Kernel functions for Gaussian Processes¶

This notebook gives an overview of different kernel functions for Gaussian process modeling over continuous variables. For general kernel design considerations see e.g. https://www.cs.toronto.edu/~duvenaud/cookbook/ and http://ml.dcs.shef.ac.uk/gpss/gpws14/KernelDesign.pdf.

For stationary kernels the covariance between two points only depends on the distance between them, \(r = |x - x'| / L\) (l2-norm), where \(L\) is the lengthscale. The lengthscale may be chosen / estimated individually for each dimension, which runs under the term "automatic relevance determination" (ARD). The variance \(\sigma^2\) specifies the magnitude of the difference in the response value between two points.

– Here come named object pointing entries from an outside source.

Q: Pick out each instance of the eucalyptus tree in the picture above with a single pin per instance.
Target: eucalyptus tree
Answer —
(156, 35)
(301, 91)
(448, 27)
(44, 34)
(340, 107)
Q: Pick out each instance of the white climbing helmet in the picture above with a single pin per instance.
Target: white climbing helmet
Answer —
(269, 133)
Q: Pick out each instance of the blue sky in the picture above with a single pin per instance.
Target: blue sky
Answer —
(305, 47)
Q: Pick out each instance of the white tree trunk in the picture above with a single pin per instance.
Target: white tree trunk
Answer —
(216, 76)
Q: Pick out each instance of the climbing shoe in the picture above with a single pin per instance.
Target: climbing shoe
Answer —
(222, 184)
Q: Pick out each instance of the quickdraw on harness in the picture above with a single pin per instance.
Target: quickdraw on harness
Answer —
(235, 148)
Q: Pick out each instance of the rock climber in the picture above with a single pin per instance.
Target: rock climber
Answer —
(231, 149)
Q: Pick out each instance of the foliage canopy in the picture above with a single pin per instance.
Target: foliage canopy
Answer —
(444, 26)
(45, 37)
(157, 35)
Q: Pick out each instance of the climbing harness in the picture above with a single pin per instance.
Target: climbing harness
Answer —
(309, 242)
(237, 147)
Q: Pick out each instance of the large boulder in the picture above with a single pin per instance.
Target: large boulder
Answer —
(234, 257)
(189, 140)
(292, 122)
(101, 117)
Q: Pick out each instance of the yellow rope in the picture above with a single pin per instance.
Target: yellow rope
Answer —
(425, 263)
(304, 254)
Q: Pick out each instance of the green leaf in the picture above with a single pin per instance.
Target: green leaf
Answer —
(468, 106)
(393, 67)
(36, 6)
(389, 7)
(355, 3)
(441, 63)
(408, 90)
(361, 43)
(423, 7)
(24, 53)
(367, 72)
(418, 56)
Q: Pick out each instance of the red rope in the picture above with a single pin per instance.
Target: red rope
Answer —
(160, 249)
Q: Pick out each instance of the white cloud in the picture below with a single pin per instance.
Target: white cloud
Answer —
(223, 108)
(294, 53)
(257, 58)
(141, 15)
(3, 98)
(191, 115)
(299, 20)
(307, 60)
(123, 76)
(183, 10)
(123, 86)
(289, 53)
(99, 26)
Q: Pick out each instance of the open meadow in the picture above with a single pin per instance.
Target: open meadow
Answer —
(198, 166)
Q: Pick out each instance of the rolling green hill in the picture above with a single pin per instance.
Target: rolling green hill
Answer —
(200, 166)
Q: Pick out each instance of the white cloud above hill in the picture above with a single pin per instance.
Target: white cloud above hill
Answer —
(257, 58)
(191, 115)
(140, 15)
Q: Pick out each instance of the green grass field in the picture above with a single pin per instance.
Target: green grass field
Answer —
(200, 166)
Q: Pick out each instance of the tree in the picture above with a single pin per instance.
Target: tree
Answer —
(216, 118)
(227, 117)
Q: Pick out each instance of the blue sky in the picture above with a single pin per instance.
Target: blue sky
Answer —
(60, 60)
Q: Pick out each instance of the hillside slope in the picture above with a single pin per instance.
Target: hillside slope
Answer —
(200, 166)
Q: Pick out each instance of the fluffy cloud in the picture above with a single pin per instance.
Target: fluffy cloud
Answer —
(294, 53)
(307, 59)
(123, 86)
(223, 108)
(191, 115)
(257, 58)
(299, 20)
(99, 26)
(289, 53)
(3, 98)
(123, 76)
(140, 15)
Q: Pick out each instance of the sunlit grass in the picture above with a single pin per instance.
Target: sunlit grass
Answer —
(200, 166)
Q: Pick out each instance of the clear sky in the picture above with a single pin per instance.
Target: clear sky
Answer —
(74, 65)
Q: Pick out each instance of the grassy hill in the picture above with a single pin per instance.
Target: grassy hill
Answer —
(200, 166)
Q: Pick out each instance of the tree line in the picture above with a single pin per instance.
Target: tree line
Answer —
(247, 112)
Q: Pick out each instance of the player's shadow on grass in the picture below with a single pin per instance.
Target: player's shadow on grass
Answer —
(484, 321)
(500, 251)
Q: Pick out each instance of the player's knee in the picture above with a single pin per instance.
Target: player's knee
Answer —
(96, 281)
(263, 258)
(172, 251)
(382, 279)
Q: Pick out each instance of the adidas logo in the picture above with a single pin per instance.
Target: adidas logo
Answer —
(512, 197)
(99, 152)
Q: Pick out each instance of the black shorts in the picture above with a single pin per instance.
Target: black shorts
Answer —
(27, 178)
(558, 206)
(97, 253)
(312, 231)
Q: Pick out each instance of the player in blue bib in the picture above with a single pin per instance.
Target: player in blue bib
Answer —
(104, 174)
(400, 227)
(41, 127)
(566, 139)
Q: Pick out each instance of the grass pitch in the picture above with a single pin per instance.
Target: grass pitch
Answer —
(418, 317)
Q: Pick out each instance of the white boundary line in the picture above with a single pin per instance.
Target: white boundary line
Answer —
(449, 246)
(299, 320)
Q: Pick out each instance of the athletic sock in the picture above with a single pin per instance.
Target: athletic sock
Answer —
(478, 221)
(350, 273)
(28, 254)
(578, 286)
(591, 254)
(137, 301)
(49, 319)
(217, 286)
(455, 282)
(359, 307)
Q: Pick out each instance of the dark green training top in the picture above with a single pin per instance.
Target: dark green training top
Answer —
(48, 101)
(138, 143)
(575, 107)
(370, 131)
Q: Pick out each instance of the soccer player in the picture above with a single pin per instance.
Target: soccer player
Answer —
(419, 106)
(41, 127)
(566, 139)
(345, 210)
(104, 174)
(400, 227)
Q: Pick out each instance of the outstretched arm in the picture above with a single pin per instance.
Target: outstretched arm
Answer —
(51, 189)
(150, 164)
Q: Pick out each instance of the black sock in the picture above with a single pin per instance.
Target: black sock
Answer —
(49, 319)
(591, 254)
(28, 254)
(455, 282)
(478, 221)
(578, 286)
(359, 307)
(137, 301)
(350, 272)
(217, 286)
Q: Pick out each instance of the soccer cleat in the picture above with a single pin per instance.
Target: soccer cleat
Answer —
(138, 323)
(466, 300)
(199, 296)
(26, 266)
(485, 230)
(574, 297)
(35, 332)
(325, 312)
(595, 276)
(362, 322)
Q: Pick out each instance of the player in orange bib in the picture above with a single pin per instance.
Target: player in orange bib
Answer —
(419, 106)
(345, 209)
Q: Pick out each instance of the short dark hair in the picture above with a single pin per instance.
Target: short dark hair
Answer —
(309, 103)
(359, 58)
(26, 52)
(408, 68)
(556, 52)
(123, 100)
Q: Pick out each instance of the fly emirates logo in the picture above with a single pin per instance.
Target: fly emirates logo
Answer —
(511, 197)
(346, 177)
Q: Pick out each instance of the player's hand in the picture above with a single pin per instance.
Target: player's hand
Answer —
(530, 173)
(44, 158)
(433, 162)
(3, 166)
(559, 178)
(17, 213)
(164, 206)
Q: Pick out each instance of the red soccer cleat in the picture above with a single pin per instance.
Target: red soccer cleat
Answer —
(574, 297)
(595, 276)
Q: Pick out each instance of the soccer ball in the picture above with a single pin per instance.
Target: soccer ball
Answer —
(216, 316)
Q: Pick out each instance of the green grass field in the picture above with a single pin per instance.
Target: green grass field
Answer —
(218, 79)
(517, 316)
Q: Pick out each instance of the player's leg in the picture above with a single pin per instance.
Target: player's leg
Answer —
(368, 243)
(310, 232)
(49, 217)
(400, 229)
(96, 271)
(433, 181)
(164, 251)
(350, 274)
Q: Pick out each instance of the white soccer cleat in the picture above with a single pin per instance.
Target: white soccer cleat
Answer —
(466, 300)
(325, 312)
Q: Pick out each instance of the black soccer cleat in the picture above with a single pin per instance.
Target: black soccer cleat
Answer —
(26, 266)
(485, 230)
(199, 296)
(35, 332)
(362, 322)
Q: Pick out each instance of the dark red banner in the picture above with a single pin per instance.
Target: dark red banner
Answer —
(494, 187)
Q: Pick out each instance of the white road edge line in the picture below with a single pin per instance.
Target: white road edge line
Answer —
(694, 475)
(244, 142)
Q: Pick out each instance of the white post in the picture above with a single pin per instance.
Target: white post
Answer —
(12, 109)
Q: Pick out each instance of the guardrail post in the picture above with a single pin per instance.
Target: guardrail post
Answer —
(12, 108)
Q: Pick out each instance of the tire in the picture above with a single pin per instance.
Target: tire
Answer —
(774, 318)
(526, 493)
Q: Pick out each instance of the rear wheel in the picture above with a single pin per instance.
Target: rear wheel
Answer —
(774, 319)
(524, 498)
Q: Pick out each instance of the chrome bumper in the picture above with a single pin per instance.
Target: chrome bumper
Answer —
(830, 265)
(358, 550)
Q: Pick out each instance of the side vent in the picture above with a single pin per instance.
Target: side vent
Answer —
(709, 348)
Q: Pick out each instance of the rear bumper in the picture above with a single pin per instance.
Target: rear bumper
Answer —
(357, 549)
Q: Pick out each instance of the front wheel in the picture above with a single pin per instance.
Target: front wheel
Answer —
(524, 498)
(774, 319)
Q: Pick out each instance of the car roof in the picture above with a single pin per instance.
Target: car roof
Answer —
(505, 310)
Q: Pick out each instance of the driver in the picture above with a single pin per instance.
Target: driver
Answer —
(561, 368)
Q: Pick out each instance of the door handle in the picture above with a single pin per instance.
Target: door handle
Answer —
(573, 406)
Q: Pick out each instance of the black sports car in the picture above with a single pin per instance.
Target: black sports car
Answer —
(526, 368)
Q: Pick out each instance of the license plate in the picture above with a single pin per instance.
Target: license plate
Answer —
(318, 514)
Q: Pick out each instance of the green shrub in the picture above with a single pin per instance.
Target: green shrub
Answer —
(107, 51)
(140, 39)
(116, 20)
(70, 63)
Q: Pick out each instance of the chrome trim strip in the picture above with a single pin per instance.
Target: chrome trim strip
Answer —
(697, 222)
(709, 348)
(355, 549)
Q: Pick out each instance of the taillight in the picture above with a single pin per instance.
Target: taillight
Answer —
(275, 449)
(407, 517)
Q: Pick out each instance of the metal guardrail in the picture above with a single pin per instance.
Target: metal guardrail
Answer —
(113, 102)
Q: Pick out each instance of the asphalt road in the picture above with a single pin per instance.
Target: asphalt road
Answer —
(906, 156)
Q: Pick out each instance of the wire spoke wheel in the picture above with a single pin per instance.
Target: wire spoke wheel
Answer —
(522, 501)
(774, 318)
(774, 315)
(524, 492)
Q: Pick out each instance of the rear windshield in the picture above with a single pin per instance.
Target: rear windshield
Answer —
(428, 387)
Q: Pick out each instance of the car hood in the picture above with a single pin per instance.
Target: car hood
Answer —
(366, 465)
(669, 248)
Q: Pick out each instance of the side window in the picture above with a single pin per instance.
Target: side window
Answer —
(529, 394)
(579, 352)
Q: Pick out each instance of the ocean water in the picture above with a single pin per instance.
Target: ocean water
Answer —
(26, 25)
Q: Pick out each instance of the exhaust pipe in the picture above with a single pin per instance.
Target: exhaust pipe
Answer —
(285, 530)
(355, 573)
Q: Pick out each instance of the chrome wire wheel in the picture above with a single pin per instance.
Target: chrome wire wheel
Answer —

Conversely, non-stationary kernels, such as the linear and polynomial kernel, depend on the absolute positions \(x,\,x'\).

import numpy as np
import matplotlib.pyplot as plt
from mpl_toolkits.axes_grid1.inset_locator import inset_axes
import GPy

def plot_kernel(kernel):
    X = np.linspace(-4, 4, 201)
    K_xx = kernel.K(X.reshape(201, 1))
    prior_samples  = np.random.multivariate_normal(np.zeros_like(X), K_xx, 3).T
    X_data = np.array([-2.5, 3])[:, np.newaxis]
    Y_data = np.array([-0.5, 2])[:, np.newaxis]
    gp = GPy.models.GPRegression(X_data, Y_data, kernel=kernel, noise_var=0.05)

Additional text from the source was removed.